Visiting Researcher talk

Tuesday 14 May 2013
4pm - 5pm
GEE 215
George Eliot, Clifton campus

The Gay City, globalization and localization:
First formations of a ‘Glocal’ gay identity in Mexico City in Luis Zapata’s El vampiro de la Colonia Roma
Andrés Aluma-Cazorla
University of Illinois at Chicago
 
The aftermath of the Stonewall riots in New York in 1969 has contributed to the production, over the last 40 years, of a sexual revolution that has significantly impacted modern western societies. Countries with very conservative backgrounds have witnessed the production of a wide range of aesthetical works inspired by the LGBT movement, which has accelerated the transformation of the social, political and cultural scenes of these societies at the end of the twentieth century and beginning of the new millennium. This “homosexual revolution” has been taking place primarily in the large urban centers of this hemisphere, and hence the narratives that deal with homosexuality have a very strong tie with the cities in which these stories are taking place. In regards to the Spanish-speaking world, Mexico City is considered to be the largest urban center in Latin America, and therefore, as a massive source of countless stories based of an extensive variety of personal and collective experiences. Despite being a capital city with a majority catholic and conservative population, it is perhaps its megalopolis status that has allowed it to be one of the largest centers of gay literary production in the region.

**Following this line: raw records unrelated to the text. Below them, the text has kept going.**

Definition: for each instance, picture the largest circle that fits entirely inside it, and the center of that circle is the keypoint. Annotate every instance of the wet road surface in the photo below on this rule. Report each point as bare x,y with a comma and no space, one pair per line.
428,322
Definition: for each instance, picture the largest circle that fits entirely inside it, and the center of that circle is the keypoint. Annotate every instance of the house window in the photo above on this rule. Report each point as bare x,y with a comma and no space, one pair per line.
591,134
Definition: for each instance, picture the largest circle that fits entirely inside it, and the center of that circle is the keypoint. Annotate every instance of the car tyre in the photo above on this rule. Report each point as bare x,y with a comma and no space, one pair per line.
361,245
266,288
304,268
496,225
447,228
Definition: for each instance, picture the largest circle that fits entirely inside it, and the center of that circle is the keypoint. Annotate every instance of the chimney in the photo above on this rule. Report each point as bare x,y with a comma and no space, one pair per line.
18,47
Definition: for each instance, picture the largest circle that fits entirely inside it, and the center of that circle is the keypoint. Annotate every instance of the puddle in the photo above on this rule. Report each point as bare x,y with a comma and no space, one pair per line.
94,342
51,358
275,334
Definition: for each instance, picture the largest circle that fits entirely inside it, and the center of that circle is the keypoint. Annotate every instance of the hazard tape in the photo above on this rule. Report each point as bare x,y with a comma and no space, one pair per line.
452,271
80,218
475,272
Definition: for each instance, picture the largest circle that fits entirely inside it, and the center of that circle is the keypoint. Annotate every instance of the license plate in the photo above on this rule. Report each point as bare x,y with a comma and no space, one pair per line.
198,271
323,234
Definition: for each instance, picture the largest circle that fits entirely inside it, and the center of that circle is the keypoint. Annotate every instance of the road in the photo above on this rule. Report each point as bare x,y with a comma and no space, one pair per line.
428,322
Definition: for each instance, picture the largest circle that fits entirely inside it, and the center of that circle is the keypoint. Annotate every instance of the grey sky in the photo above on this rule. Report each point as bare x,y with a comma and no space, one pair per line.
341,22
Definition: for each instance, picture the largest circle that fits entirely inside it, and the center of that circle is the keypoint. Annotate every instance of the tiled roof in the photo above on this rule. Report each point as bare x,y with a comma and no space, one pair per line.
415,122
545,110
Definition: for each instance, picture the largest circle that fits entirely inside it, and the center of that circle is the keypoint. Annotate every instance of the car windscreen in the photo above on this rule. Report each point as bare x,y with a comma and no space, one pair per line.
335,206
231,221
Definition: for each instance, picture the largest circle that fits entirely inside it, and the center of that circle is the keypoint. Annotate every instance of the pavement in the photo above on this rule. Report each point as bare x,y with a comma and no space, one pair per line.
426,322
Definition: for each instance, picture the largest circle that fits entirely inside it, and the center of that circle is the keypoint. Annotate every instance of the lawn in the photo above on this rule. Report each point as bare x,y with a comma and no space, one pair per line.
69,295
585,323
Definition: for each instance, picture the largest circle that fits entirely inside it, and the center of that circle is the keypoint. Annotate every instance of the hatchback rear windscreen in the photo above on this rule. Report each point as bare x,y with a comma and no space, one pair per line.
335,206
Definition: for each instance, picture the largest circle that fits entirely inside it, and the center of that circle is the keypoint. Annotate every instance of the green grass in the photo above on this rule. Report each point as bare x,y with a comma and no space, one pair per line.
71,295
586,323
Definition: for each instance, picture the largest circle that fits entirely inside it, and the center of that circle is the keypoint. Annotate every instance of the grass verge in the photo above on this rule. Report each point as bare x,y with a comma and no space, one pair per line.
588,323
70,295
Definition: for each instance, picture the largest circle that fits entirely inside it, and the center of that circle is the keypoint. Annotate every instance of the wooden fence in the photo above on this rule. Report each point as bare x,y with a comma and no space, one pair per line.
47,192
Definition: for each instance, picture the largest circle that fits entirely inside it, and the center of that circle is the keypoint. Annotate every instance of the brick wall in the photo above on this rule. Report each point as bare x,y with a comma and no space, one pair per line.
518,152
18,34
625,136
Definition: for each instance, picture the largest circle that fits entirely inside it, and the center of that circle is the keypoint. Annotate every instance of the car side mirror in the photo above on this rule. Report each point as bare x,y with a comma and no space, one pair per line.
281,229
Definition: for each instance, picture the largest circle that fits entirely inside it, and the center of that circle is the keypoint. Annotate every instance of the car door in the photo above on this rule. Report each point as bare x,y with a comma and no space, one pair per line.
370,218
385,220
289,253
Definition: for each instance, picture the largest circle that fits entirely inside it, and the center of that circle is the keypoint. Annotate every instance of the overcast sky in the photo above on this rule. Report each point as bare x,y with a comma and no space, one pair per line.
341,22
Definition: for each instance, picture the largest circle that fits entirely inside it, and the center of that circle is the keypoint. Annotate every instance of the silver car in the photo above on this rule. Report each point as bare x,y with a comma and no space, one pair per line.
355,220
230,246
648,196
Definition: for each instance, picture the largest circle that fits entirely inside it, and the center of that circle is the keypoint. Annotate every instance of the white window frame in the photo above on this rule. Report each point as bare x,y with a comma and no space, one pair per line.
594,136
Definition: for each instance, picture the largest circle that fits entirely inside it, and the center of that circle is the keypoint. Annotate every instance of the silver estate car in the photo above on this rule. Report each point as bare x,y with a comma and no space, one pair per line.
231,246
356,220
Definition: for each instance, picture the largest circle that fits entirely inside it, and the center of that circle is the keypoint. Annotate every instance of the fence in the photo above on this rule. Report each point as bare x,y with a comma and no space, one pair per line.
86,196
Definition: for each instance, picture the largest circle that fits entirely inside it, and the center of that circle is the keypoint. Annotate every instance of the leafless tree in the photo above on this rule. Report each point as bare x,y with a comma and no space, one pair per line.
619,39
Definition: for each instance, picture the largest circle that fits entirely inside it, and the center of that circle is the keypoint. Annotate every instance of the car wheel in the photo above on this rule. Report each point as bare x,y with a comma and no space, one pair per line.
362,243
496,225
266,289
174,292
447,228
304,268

In this paper, I aim to identify the ways in which the “global” and the “local” coalesce in the formation of a gay identity in 1970s Mexico City in Luis Zapata’s El vampiro de la Colonia Roma (1979) where the author links gender construction and sexual identities in some of the city’s most representative neighborhoods.  As we will see, this is due in part to the resonance caused by the Stonewall riots, which helped foster the development of a gay culture in one of the most traditional colonias of Mexico City. Drawing on the work of Roland Robertson (“Glocalization: Time-Space and Homogeneity-Heterogeneity”, 1995) and Carlos Monsiváis (Apocalipstick, 2009), I argue that Zapata’s work contributed to the generation of a local gay identity in Mexico City, thanks to the social, economical, and historical context of the time, and the global changes that the homosexual movement spurred during the 1970s.  In sum, this confluence of forces in Mexico helped to produce one of the first manifestations of a gay visibility and identity in Latin America, represented through literature.